Volume-mates with Orin:

Orin recently announced that his article on Four Models of Fourth Amendment Protection is forthcoming in the Stanford Law Review.

I'm delighted to report that I, too, have accepted a publication offer with Stanford — in my case, for my article on Privatization and the Law and Economics of Political Advocacy. (The link in the previous sentence will take you to the very latest version on SSRN — exactly 25,000 words!) Here, again (for those of you who didn't pay attention when I've posted this before), is the abstract:

A common argument against privatization is that private providers will self-interestedly lobby to increase the size of their market. In this Article, I evaluate this argument, using, as a case study, the argument against prison privatization based on the possibility that the private prison industry will distort the criminal law by advocating for incarceration.
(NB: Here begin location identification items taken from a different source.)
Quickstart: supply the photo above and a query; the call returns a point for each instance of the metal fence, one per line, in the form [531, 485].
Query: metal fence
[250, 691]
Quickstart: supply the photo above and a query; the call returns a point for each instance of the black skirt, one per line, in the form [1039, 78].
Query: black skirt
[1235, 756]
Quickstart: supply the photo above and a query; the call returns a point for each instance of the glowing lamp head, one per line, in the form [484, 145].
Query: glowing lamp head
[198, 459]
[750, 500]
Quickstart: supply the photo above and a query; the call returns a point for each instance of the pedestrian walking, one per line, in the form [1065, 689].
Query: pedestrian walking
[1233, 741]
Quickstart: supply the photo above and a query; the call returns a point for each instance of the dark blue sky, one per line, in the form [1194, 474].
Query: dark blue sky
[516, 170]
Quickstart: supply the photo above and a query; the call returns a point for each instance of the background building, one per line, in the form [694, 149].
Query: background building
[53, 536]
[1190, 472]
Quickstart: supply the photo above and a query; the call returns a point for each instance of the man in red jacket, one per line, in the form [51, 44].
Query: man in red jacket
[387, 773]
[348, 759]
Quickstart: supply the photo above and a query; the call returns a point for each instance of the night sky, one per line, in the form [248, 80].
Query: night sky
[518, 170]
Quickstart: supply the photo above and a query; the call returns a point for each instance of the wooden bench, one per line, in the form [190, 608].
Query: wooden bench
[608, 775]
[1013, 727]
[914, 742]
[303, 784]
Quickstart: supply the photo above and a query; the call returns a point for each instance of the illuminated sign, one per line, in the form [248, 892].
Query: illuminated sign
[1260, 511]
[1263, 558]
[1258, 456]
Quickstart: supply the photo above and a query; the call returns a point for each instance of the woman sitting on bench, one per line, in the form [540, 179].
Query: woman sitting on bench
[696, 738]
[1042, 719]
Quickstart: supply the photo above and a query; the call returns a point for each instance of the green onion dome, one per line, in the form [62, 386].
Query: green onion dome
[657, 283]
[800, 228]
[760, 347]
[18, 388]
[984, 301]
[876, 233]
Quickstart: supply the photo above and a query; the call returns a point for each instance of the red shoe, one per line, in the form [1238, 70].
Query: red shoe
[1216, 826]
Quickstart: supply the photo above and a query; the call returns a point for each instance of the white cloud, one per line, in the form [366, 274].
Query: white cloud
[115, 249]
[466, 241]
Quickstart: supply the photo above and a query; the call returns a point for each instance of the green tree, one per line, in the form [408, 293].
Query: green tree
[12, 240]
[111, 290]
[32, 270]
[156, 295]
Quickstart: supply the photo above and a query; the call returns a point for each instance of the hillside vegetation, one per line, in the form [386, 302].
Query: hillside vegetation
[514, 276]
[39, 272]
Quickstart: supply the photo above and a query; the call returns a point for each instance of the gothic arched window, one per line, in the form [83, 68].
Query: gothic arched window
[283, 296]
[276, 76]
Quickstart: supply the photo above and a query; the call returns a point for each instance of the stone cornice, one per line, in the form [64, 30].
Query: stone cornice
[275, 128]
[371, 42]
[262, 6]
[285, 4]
I conclude that there is at present no particular reason to credit this argument. Even without privatization, government agents already lobby for changes in substantive law — in the prison context, for example, public corrections officer unions are active advocates of pro-incarceration policy. Against this background, adding the "extra voice" of the private sector will not necessarily increase either the amount of industry-increasing advocacy or its effectiveness. In fact, privatization may well reduce the industry's political power: Because advocacy is a "public good" for the industry, as the number of independent actors increases, the dominant actor's advocacy decreases (since it no longer captures the full benefit of its advocacy) and the other actors free-ride off the dominant actor's contribution. Under some plausible assumptions, therefore, privatization may actually decrease advocacy, and under different plausible assumptions, the net effect of privatization on advocacy is ambiguous.

The argument that privatization distorts policy by encouraging lobbying is thus unconvincing without a fuller explanation of the mechanics of advocacy.

Those of you who want a technical, economicsy, paper on the topic can check out this one. In the near future, I'll have a series of posts summarizing the argument of this paper.